European bus manufacturers’ margins average 2.5%; cost cuts of 20–25% possible with production and design efficiencies, McKinsey says
Margins in the European bus and coach industry have averaged just 2.5% between 2019 and 2024, according to McKinsey’s “Don’t miss the bus: New strategies for European bus and coach OEMs”, published by the McKinsey Center for Future Mobility (which is also contains interesting insights in terms of market forecasts). While some manufacturers reached peaks […]
Margins in the European bus and coach industry have averaged just 2.5% between 2019 and 2024, according to McKinsey’s “Don’t miss the bus: New strategies for European bus and coach OEMs”, published by the McKinsey Center for Future Mobility (which is also contains interesting insights in terms of market forecasts).
While some manufacturers reached peaks of 8–10% in favorable years, increased competition and the transition to zero-emission and autonomous technologies are expected to put further pressure on profitability.
The study notes that European OEMs could “potentially reduce total costs by up to 50 percent in multiple areas for battery-electric city buses” if they adopt the production efficiencies seen among Chinese competitors. In manufacturing alone, cost reductions of 20–25% could be achieved through “footprint optimization, smart-factory approaches, and AI- and robotic-powered automation.”
McKinsey on the profitability of bus OEMs
Beyond cost control, McKinsey identifies three key areas where OEMs can improve performance: strengthening their unique selling propositions (USPs), optimizing cost structures, and expanding through strategic partnerships. On the commercial side, total cost of ownership remains a decisive factor for 18–20% of operators, while 20–25% of fleet buyers require flexible financing solutions to enable vehicle procurement.

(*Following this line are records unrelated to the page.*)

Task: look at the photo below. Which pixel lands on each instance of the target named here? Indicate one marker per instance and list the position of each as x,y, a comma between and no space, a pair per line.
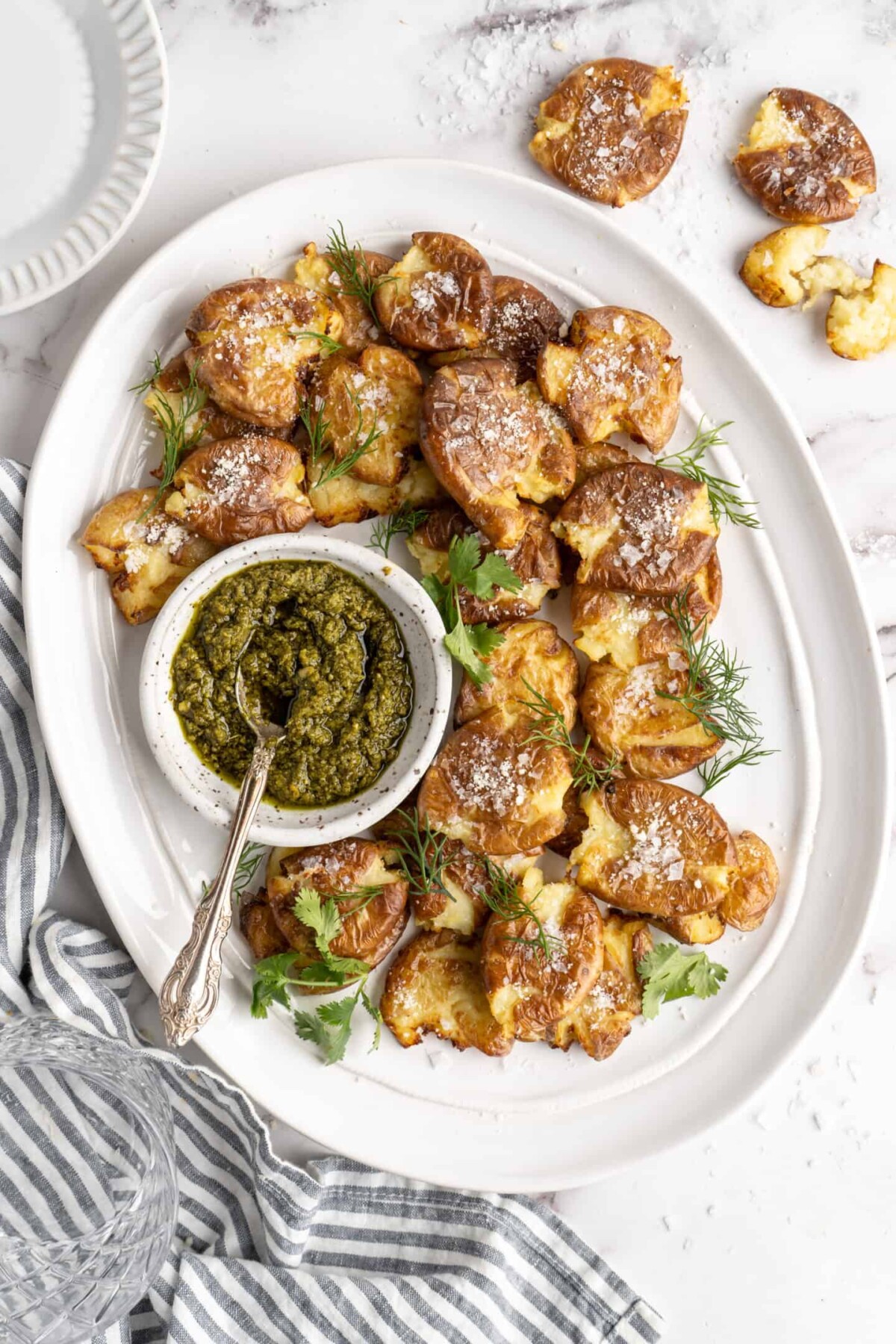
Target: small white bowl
422,631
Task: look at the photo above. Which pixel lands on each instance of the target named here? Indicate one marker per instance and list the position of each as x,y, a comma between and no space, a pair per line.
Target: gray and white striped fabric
267,1251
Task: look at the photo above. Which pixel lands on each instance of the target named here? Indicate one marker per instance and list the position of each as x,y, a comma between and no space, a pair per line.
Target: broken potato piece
613,129
603,1018
488,447
253,342
615,374
435,986
628,631
638,529
805,161
440,295
532,662
655,848
144,551
535,561
528,987
494,788
376,394
238,488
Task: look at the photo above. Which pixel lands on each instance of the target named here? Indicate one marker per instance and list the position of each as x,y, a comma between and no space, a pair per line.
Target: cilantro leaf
671,974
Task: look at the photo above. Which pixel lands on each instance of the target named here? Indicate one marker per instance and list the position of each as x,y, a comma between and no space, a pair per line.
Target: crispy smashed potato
435,984
526,988
638,529
805,161
655,848
864,323
535,559
314,270
612,131
240,488
754,885
628,629
488,447
146,554
532,652
253,340
381,391
603,1019
494,789
626,717
440,295
615,374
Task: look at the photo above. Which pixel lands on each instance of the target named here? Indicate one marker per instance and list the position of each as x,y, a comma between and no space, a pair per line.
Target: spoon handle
190,992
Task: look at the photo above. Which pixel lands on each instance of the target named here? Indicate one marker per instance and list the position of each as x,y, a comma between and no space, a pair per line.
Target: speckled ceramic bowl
422,632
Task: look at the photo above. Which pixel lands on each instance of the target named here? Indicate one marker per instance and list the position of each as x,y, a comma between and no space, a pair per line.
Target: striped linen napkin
264,1250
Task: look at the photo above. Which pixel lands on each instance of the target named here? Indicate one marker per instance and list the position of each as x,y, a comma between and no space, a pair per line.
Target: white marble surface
780,1225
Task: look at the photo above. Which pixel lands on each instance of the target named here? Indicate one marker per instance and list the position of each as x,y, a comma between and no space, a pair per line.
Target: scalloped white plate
538,1120
85,87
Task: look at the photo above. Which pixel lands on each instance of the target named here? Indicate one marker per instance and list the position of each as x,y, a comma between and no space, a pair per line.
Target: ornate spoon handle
190,994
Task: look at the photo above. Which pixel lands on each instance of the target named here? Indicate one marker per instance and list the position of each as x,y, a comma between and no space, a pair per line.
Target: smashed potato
638,529
435,984
603,1019
629,631
615,374
864,323
146,554
253,340
532,652
381,391
754,885
314,270
240,488
626,717
655,848
805,161
494,789
535,559
440,295
613,129
488,447
526,988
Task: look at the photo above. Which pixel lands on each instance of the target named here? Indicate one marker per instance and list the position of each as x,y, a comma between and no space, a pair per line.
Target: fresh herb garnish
480,576
354,270
724,497
669,974
548,726
402,523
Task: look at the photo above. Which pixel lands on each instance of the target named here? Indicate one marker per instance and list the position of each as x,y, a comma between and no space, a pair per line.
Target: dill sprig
548,726
352,268
402,523
724,497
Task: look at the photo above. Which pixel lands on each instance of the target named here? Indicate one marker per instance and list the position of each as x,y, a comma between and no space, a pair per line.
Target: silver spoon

According to the report, “bus purchasers’ priorities and concerns are increasingly diverse, shaped by vehicle type, fleet size, and use case,” making differentiation through customer-focused offerings essential. The firm’s survey of European bus buyers highlights that local brands lead on safety and quality, while Chinese OEMs compete on price and warranty coverage. European manufacturers, McKinsey suggests, can reinforce their value by offering uptime guarantees, advanced driver-assistance systems, and certified battery life, while countering price-driven competition with verified TCO savings and after-sales support.
Partnerships are seen as another avenue for strategic growth. The study points to a “recent acquisition of a European OEM by an Asian manufacturer” (no need to name it, right?) as an example of how horizontal integration can enhance competitiveness across multiple markets. Vertical collaborations, such as joint development of zero-emission architectures or software-defined platforms, are also emerging.
The report concludes that, amid tightening margins and increasing technological complexity, European bus OEMs “must adjust their strategies or risk losing their edge to lower-cost competitors, particularly in the zero-emission segment.”